The following bash script was executed on a host with H100 GPUs to compare the two algorithms in greedy search mode:

```shell
#!/usr/bin/env bash

basic_cmd='
python3 -m recurrent_drafting.cmd.generate
    --hf_tokenizer=lmsys/vicuna-7b-v1.3
    --hf_llm=lmsys/vicuna-7b-v1.3
    --hf_drafter=$HOME/m/redrafter
    --eval_mt_bench=True
    --max_prompt_length=500
    --max_generation_length=2048
    --max_num_prompts=-1
    --batch_size=1
    --greedy_search=True
'

recurrent_drafting_specific='
  --autoregression=False
    --beam_width=45
    --beam_length=5
'

autoregressive_decoding_specific='
  --autoregression=True
'

recurrent_draft() {
  dtype=$1
  gpu=$2
  cmd="${basic_cmd}
  ${recurrent_drafting_specific}
    --dtype=$dtype
    --use_gpu=$gpu > /tmp/$dtype-redrafter"
  eval $cmd
}

autoregressive_decode() {
  dtype=$1
  gpu=$2
  cmd="${basic_cmd}
  ${autoregressive_decoding_specific}
    --dtype=$dtype
    --use_gpu=$gpu > /tmp/$dtype-autoregression"
  eval $cmd
}

recurrent_draft bf16 0 &
autoregressive_decode bf16 1 &

recurrent_draft fp32 2 &
autoregressive_decode fp32 3 &
```

This script runs four experiments using prompts from the [mt_bench](https://huggingface.co/spaces/lmsys/mt-bench) dataset to compare the algorithms in bf16 and fp32 precisions.

Theoretically, since all four experiments run in greedy search mode, the comparisons should be identical. However, tests show that in bf16 precision, the two algorithms output up to 14,523 different words, whereas in fp32, the discrepancy is significantly reduced to just 736 words.

```
$ diff <(fold -s -w 60 /tmp/bf16-autoregression) <(fold -s -w 60 /tmp/bf16-redrafter) | wc -w
   14523
$ diff <(fold -s -w 60 /tmp/fp32-autoregression) <(fold -s -w 60 /tmp/fp32-redrafter) | wc -w
     736
```

Opendiff can visualize the word differences. In bf16 precision, many discrepancies appear, likely due to the insufficient precision for `argmax` to accurately distinguish between highly similar words.

![](parity-bf16.png)

Further analysis confirmed that in fp32 precision, which provides higher accuracy, the number of discrepancies significantly decreases.

![](parity-fp32.png)

Reviewing the word differences in Opendiff one-by-one revealed that:

1. Autoregressive Decoding Algorithm: The algorithm terminates after outputting the ending token `</s>`, adhering strictly to its defined stopping condition.
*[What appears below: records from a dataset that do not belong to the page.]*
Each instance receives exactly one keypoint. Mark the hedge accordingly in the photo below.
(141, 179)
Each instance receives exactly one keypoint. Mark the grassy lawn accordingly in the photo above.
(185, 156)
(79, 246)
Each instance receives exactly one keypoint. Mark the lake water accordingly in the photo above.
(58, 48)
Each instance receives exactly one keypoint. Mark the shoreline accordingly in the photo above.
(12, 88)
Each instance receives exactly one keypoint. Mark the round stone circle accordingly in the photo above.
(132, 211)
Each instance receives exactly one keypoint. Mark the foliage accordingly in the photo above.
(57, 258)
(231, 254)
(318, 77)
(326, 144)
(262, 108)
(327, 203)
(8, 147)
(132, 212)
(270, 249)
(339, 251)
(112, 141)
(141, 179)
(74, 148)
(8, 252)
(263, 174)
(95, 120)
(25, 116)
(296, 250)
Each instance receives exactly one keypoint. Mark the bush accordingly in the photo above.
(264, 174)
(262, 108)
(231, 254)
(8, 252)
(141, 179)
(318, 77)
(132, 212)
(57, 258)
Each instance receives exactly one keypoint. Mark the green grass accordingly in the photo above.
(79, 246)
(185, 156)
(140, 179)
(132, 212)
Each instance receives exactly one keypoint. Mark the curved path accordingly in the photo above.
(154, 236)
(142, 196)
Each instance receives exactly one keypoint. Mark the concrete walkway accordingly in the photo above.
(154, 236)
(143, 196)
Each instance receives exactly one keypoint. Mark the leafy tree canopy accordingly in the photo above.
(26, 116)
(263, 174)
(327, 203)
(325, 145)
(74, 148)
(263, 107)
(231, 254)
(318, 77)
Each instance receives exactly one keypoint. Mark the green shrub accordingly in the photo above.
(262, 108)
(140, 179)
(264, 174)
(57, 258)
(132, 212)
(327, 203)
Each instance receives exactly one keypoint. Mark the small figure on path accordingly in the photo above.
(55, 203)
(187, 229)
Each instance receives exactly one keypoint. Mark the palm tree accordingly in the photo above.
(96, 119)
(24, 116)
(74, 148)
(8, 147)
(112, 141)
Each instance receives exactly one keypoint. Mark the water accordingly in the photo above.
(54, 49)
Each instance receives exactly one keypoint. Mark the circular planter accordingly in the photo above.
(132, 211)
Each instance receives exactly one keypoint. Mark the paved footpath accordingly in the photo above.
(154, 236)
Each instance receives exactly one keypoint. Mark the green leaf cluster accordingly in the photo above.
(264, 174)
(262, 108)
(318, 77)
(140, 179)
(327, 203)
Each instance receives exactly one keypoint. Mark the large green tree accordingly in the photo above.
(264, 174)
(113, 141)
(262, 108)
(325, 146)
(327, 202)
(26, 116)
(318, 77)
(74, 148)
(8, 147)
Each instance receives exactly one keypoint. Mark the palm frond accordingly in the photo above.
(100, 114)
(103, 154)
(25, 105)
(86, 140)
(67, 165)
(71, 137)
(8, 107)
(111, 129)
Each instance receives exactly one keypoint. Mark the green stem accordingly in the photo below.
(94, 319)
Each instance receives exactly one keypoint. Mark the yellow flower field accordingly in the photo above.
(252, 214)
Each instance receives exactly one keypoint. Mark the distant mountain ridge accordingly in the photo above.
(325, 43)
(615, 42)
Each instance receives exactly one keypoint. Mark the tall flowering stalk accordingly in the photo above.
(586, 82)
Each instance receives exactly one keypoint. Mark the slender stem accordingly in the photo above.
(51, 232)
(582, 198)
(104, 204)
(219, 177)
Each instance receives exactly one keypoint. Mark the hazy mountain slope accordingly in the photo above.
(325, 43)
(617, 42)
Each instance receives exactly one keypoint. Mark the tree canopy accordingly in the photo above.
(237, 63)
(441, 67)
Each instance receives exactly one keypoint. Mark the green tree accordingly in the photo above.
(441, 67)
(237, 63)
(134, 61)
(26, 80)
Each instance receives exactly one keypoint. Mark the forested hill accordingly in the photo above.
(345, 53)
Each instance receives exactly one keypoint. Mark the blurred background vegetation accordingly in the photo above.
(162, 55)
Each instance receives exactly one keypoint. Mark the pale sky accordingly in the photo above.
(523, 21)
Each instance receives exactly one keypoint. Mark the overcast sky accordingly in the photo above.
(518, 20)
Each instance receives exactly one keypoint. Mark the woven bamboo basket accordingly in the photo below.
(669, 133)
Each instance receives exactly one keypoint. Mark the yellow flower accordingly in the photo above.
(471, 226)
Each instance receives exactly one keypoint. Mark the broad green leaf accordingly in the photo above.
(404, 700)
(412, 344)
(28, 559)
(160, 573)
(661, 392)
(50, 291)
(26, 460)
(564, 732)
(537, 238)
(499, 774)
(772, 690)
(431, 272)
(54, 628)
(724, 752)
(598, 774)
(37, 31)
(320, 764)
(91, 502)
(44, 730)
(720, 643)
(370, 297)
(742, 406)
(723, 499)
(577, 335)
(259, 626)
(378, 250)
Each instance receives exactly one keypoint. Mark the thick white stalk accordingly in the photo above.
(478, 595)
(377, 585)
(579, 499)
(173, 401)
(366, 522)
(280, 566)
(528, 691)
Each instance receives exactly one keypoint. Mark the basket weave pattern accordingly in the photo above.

1. Recurrent Drafting Model: The drafter model occasionally generates a sequence `</s><s>` as candidate tokens. This sequence is accepted by the base LLM because `</s></s>` is a prevalent pattern in the ShareGPT training data, used to separate turns in conversations. This behavior aligns well with the model's training and can be easily adjusted with trivial post-processing to remove the extra `<s>` if desired.